La semana pasada la zona oriente de la Ciudad de México y su zona conurbada con el Estado de México se vio paralizada por el miedo. Todo empezó el miércoles cuando en Chicoloapan, Estado de México, dos grupos de conductores de bicitaxis y mototaxis, uno adherido a Antorcha Campesina y otro a Movimiento Ciudadano, se enfrentaron en una disputa por las base que ofrecen el servicio de forma ilegal.

 

Después empezaron a correr rumores en las redes sociales que se transformaron en mensajes de boca en boca de que los desórdenes seguían y que las personas estaban siendo víctimas de ataques de activistas políticos o del crimen organizado, o que había enfrentamientos en las calles, lo que se prolongó hasta el día jueves.

 

Las autoridades municipales del Estado de México, las del Distrito Federal, la Secretaría  de la Defensa Nacional y la Secretaría de Marina desmintieron los rumores aunque medios digitales publicaron las declaraciones de supuestos testigos de los hechos violentos, sin que existiera evidencia de los mismos.

 

En el Distrito Federal las autoridades detuvieron a cuatro personas que estaban en la calle avisando a la población de supuestos incidentes de violencia callejera, y en la declaración que rindieron ante Procuraduría General de Justicia del Distrito Federal, presuntamente manifestaron que les pagaron por esparcir rumores falsos sobre actos violentos para infundir miedo entre habitantes y comerciantes.

 

El problema al que se enfrentan las autoridades del Distrito Federal es que esta conducta se considera una infracción administrativa contra lo previsto en el artículo 25 fracción IX de Ley de Cultura Cívica de esa entidad, estableciendo que se entiende como infracción a la seguridad ciudadana, “proferir voces, realizar actos o adoptar actitudes que constituyan falsas alarmas de siniestros, o que puedan producir o produzcan el temor o pánico colectivos, imponiendo una sanción con multa por el equivalente de 21 a 30 días de salario mínimo o con arresto de 25 a 36 horas”.

 

Las únicas entidades que consideran estas conductas un delito son Puebla, Tabasco, Hidalgo y Veracruz, y se incluyen en el capítulo relativo al terrorismo en los códigos penales de cada una de estas entidades, coincidiendo en todos los casos en una pena mínima de tres años.

 

Cuando Veracruz decidió legislar para sancionar en el Código Penal este tipo de conductas, al haberse generado a través de Twitter un rumor que generó un ambiente de pánico en la ciudad de Veracruz, hubo protestas en redes sociales y medios de comunicación y se alegó que se estaba violando la libertad de expresión.
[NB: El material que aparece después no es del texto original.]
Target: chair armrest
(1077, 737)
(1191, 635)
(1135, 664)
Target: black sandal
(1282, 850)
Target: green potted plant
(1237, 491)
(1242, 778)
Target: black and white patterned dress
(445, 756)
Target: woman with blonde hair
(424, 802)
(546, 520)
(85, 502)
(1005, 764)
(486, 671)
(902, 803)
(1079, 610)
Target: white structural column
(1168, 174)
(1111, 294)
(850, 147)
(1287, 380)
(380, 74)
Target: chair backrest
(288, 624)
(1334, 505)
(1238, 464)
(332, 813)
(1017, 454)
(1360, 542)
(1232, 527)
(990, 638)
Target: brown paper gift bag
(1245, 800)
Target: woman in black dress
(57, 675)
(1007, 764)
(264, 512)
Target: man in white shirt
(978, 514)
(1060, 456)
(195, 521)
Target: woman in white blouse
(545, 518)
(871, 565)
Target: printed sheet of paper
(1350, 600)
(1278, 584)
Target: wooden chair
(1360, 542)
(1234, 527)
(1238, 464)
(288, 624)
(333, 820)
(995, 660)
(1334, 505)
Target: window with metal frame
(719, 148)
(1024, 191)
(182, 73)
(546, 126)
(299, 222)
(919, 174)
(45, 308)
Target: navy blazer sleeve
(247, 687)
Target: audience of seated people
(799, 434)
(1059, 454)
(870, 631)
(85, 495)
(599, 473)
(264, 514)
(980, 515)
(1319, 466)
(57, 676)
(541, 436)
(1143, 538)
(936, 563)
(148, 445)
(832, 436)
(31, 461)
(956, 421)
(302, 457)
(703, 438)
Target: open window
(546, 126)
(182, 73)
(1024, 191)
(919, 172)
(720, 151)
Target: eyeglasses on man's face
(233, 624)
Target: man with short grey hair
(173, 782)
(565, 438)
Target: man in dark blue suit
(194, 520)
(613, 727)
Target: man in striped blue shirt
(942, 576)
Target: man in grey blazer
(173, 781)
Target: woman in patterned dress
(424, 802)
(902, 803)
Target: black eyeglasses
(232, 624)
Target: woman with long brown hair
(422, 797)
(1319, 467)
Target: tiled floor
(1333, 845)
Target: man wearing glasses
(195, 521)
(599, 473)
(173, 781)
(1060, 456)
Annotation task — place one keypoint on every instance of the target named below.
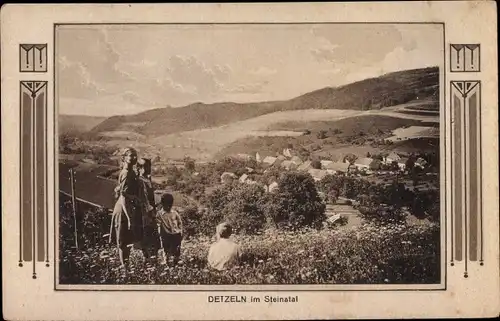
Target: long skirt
(124, 222)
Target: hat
(164, 198)
(224, 230)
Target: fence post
(73, 201)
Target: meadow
(367, 254)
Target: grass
(368, 254)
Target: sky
(105, 70)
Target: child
(126, 207)
(224, 253)
(170, 227)
(149, 241)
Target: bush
(296, 202)
(239, 204)
(191, 218)
(392, 254)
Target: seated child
(224, 253)
(170, 228)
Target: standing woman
(150, 238)
(126, 206)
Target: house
(228, 177)
(392, 157)
(269, 160)
(420, 162)
(296, 160)
(245, 157)
(317, 174)
(376, 164)
(325, 163)
(335, 167)
(272, 187)
(280, 159)
(243, 178)
(305, 166)
(363, 163)
(402, 163)
(288, 165)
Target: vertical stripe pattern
(467, 183)
(33, 163)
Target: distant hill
(340, 137)
(78, 123)
(375, 93)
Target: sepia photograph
(240, 154)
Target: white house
(363, 163)
(272, 187)
(392, 157)
(287, 152)
(243, 178)
(420, 162)
(325, 163)
(402, 163)
(296, 160)
(269, 160)
(335, 167)
(317, 174)
(288, 165)
(305, 166)
(228, 177)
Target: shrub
(239, 204)
(191, 218)
(296, 202)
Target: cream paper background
(25, 298)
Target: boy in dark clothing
(170, 228)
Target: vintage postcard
(250, 161)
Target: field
(393, 254)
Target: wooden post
(73, 202)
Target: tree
(241, 205)
(297, 202)
(189, 163)
(410, 163)
(321, 134)
(316, 164)
(351, 158)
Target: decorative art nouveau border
(33, 236)
(466, 216)
(465, 129)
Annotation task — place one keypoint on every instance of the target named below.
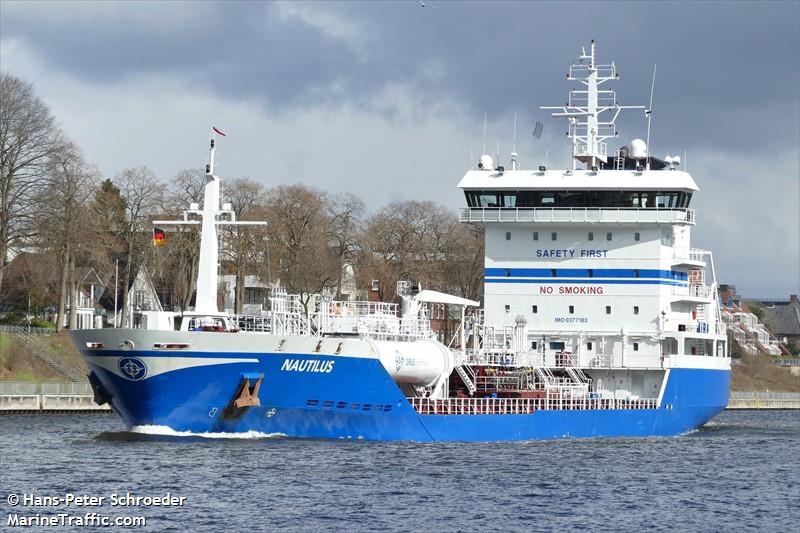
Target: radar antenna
(584, 108)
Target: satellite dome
(637, 149)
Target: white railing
(620, 215)
(517, 406)
(694, 291)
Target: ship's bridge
(565, 196)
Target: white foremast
(587, 131)
(206, 301)
(210, 217)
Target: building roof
(783, 318)
(673, 180)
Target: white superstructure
(593, 267)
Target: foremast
(207, 279)
(585, 107)
(212, 215)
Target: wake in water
(169, 432)
(148, 432)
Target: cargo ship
(599, 318)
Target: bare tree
(28, 136)
(175, 263)
(141, 193)
(244, 245)
(344, 230)
(62, 203)
(298, 240)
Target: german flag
(159, 237)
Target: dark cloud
(728, 90)
(720, 64)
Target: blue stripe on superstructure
(648, 273)
(587, 280)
Inclusive, la Comisión Nacional de Derechos Humanos promovió una controversia constitucional en contra de la reforma, que aún se encuentra pendiente de ser resuelta por la Suprema Corte de Justicia de la Nación.

 

Pero la libertad de expresión tiene límites que están previstos en los artículos 6 y 7 de la Constitución y es cuando se ataca la moral, los derechos de tercero, se provoque algún delito o se perturbe el orden público.

 

Si de forma dolosa un grupo de personas genera pánico en cientos de personas con el consecuente el cierre masivo de miles de comercios, mercados, escuelas e incluso iglesias, movilizando a las autoridades, ya no se está en presencia del ejercicio de un derecho como es la libertad de expresión, por lo que tal vez ha llegado la hora de que el resto de las entidades del país consideren sancionar penalmente este tipo de conductas porque son hechos que pueden volver a repetirse, tal vez con consecuencias más graves.